On the conference circuit, the scope of your worldview will determine whether your attention settles on one of three locations this week: Davos, Switzerland; Tromsø, Norway; or Bodø, Norway. All three will host multi-day conferences that, in their own way, are relevant for the region.

Those in the know about the Arctic, and who want to learn more, will descend on Tromsø, for Arctic Frontiers, a week-long gathering beginning today that seeks to serve as a crucible for decision-makers, scientists and businesspeople.

Unlike your typical gathering, the emphasis, one veteran of the 12-year series says, is on learning more about the stated topic, not meeting people who have something or other to do with it.

“People go to Tromsø to attend sessions and hear about things they don’t know, not see people they know, and even less to mingle with new people. You go in, you sit down. When it’s over, you go out and have a cup of coffee. But you don’t linger the way you might at other events. You always go back in again,” he says.

If that sounds antithetical to the idea of a modern conference, it is all a part of the thinking behind Arctic Frontiers and a Norwegian Arctic strategy that strives to be as well-informed as possible. That is why, for example, big political names often appear on stage with leading scientific figures. Exchanging business cards is a courtesy, but exchanging ideas is the real point.

In Davos, it will be the names that steal the show of the annual meeting of World Economic Forum, a non-profit that promotes global co-operation between the public and private sectors, which runs from Jan 23-26. Last year, it was Xi Jinping’s presence that dominated. To date, the main discussion is Donald Trump. America’s president has announced he will attend, but the failure of Congress to extend funding for federal agencies has thrown those plans into doubt. Even if he does not attend, others from his administration will.

As with other major general-purpose events of this sort, the Arctic is a niche topic, along the lines of rainforests, artificial intelligence or hunger. The World Economic Forum is no stranger to the Arctic, though. During the 2016 meeting, for example, it released its Arctic Investment Protocol, which contains guidelines for companies looking to make a profit in the region in a way that would not leave its people worse off. And, as with last year, academics will pitch an Arctic basecamp to attract attention to the effects of the region’s changing climate.
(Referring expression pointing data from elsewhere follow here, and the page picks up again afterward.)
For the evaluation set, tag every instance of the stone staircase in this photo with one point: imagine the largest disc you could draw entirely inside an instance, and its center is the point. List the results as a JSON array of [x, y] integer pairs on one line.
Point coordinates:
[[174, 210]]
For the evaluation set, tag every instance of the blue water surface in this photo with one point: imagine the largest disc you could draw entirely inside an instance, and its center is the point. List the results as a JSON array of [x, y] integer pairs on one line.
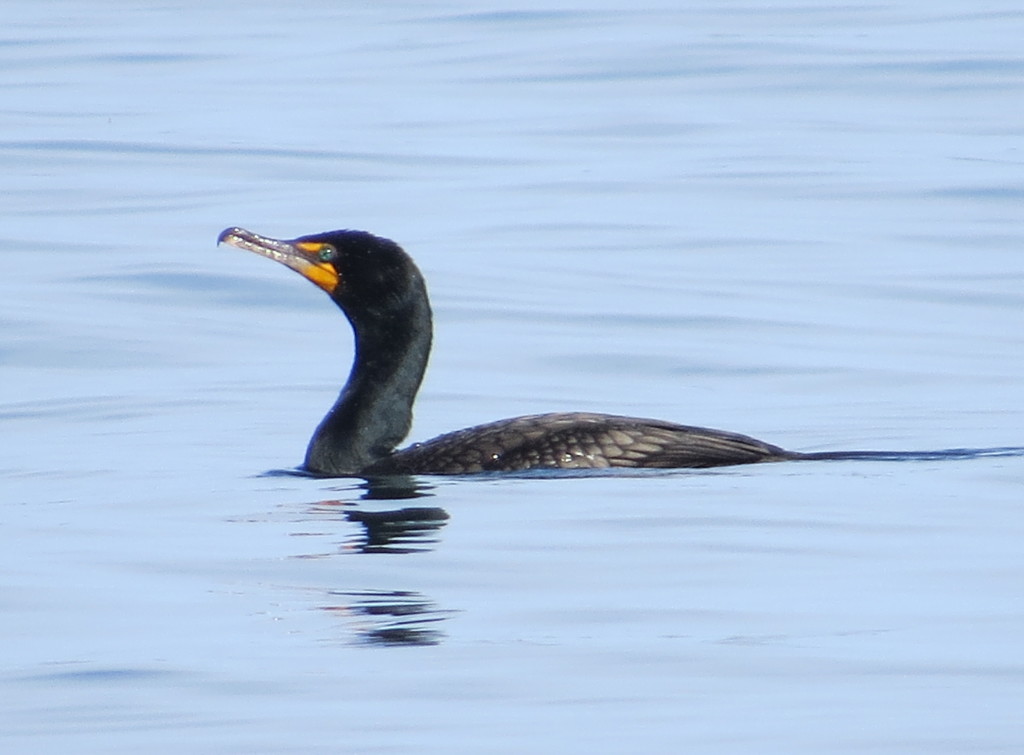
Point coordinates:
[[796, 220]]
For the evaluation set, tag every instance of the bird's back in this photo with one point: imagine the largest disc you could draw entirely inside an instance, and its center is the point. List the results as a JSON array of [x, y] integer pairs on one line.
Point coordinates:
[[576, 441]]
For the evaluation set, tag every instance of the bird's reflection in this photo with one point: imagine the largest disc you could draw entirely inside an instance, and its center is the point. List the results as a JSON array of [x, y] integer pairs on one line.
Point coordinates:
[[399, 531], [389, 617], [385, 617]]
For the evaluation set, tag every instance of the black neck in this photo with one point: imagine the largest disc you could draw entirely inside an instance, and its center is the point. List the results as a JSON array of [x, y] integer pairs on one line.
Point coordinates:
[[374, 411]]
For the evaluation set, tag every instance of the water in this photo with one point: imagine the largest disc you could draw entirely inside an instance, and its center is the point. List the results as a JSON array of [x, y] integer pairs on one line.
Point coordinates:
[[798, 221]]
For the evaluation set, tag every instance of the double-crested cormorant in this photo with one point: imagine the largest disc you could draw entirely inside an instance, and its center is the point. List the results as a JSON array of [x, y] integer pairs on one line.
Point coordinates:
[[382, 293]]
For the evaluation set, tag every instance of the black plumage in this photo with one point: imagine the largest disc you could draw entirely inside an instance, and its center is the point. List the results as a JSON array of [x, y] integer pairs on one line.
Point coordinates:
[[382, 293]]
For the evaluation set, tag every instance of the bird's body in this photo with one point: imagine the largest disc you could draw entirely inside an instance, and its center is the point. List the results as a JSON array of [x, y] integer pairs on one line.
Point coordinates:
[[382, 293], [576, 441]]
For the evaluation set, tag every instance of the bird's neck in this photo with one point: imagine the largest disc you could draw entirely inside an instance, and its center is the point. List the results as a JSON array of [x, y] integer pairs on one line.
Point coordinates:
[[374, 411]]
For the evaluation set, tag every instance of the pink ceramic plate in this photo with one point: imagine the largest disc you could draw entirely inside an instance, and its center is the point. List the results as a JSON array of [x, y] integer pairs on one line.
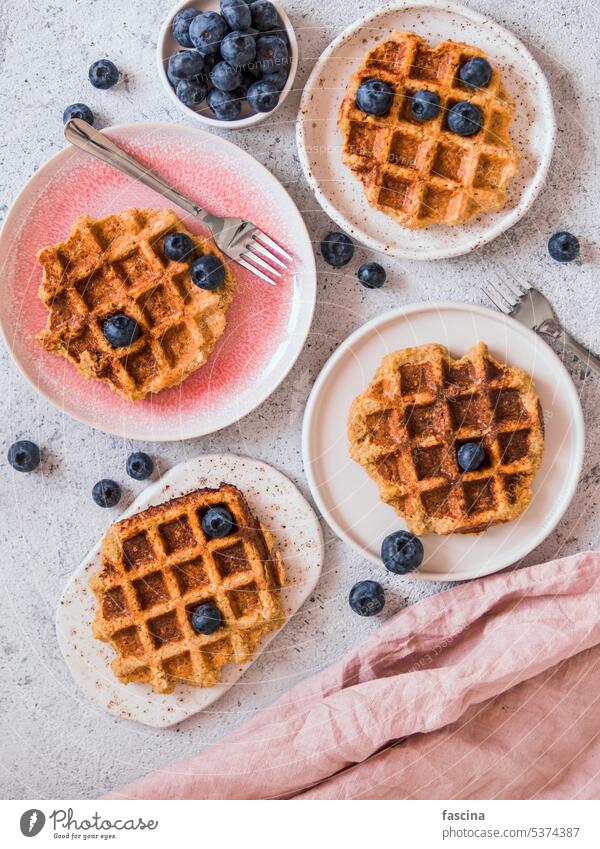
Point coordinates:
[[266, 325]]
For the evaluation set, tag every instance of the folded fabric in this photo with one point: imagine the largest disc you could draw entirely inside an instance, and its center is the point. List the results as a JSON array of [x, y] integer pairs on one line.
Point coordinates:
[[488, 690]]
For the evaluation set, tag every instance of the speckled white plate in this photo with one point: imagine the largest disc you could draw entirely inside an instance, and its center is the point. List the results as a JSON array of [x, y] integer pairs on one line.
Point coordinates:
[[320, 143], [347, 497], [283, 509]]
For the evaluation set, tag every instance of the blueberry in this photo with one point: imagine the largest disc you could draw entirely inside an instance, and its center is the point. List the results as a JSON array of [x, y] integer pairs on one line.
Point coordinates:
[[208, 272], [470, 456], [424, 105], [207, 31], [371, 275], [337, 249], [106, 493], [177, 246], [465, 119], [225, 105], [206, 619], [103, 74], [191, 92], [120, 330], [238, 48], [217, 522], [264, 15], [476, 72], [225, 77], [237, 14], [367, 598], [271, 53], [139, 466], [180, 26], [78, 110], [185, 65], [374, 97], [262, 96], [563, 247], [402, 552], [24, 455]]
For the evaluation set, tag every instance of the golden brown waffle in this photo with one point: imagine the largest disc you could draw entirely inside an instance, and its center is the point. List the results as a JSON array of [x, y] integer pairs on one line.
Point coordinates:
[[158, 565], [116, 264], [421, 173], [420, 407]]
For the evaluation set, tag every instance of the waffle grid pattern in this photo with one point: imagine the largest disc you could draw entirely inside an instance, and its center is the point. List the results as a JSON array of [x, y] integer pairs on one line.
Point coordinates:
[[420, 407], [421, 173], [116, 264], [158, 565]]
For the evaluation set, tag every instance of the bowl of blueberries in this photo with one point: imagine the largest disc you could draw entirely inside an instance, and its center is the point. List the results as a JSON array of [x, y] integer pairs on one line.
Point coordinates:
[[229, 63]]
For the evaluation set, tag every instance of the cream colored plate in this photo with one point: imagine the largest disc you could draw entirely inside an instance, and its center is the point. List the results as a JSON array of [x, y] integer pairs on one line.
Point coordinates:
[[282, 508]]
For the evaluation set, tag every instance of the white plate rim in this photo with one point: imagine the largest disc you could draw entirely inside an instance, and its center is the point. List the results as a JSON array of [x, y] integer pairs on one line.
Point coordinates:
[[308, 303], [479, 239], [402, 312], [151, 495]]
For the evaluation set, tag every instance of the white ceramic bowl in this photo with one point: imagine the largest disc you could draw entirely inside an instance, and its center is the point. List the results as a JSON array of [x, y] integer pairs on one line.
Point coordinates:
[[167, 45]]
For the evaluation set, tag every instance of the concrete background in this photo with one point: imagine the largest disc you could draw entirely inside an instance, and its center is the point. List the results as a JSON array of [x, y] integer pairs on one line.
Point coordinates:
[[54, 744]]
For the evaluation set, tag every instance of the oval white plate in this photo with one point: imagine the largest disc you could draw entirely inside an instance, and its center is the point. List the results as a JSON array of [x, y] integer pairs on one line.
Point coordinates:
[[167, 45], [320, 143], [282, 508], [348, 498]]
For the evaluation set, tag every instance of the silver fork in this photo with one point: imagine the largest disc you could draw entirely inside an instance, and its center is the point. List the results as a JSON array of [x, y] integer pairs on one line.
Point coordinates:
[[240, 240], [516, 297]]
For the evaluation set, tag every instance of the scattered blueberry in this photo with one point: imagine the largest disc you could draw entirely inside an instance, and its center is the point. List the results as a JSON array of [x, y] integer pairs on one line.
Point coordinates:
[[185, 65], [208, 272], [78, 110], [24, 455], [262, 96], [367, 598], [264, 15], [271, 53], [337, 249], [238, 48], [103, 74], [106, 493], [371, 275], [139, 466], [563, 247], [206, 619], [476, 72], [191, 92], [374, 97], [225, 106], [237, 14], [217, 522], [465, 119], [402, 552], [177, 246], [120, 330], [180, 26], [225, 77], [470, 456], [207, 31], [424, 105]]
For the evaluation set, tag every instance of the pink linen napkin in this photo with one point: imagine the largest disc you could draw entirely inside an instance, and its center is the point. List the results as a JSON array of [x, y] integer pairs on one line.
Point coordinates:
[[488, 690]]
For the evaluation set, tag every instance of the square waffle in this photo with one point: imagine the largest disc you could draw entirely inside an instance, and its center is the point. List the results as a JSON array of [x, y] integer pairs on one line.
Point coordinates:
[[116, 264], [421, 173], [420, 407], [158, 565]]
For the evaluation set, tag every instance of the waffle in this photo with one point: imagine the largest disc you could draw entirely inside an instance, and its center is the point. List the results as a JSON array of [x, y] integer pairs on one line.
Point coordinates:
[[116, 264], [420, 407], [421, 173], [158, 565]]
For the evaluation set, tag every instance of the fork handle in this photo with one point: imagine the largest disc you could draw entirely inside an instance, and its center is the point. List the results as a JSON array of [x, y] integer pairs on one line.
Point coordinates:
[[84, 136]]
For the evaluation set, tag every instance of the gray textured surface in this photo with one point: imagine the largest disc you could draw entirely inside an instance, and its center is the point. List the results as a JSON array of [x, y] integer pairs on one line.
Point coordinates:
[[54, 744]]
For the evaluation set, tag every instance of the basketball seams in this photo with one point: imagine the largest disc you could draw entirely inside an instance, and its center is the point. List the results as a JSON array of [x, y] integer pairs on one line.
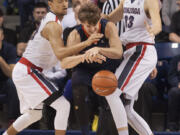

Davos is a crowded field, but, we were told last year by Gail Whitman, of the University of Lancaster, one of the organizers of the basecamp, that only makes it more important for the Arctic to be represented.

“Most people in Davos can tell you that the Amazon is the world’s lungs, and will argue for its protection,” she said. “But few outside the region have an idea of the role the Arctic plays, or the changes it is facing. Those that do tend to see the changes as an opportunity.”

If you live in the Arctic, the more relevant issue not whether the Arctic is an opportunity but what must be done to make keep communities going. On Jan 23-24, Nordlands Fylkeskommune, a county authority in northern Norway, will ask how it can turn its tonnage (in the form of abundant natural resources) into cold, hard kroner in order to make this happen.

As far as professional gatherings go, regional-development conferences of this sort are not unique, neither in the Arctic nor anywhere. Nor are the measures that are needed in order for places like Nordland to thrive. That is perhaps the point that this week’s other two big events fail to notice.

TESTING THE WATERS

This week, Carles Puigdemont, the former separatist president of Spain’s Catalonia region, makes his first visit outside Belgium since he fled there in October to avoid being jailed for his role in organizing a referendum Madrid considers illegal.

Puigdemont is scheduled to participate in a debate Monday at the University of Copenhagen titled ‘Catalonia and Europe at a Crossroads for Democracy’. According to the university, Puigdemont himself asked to be included in the event.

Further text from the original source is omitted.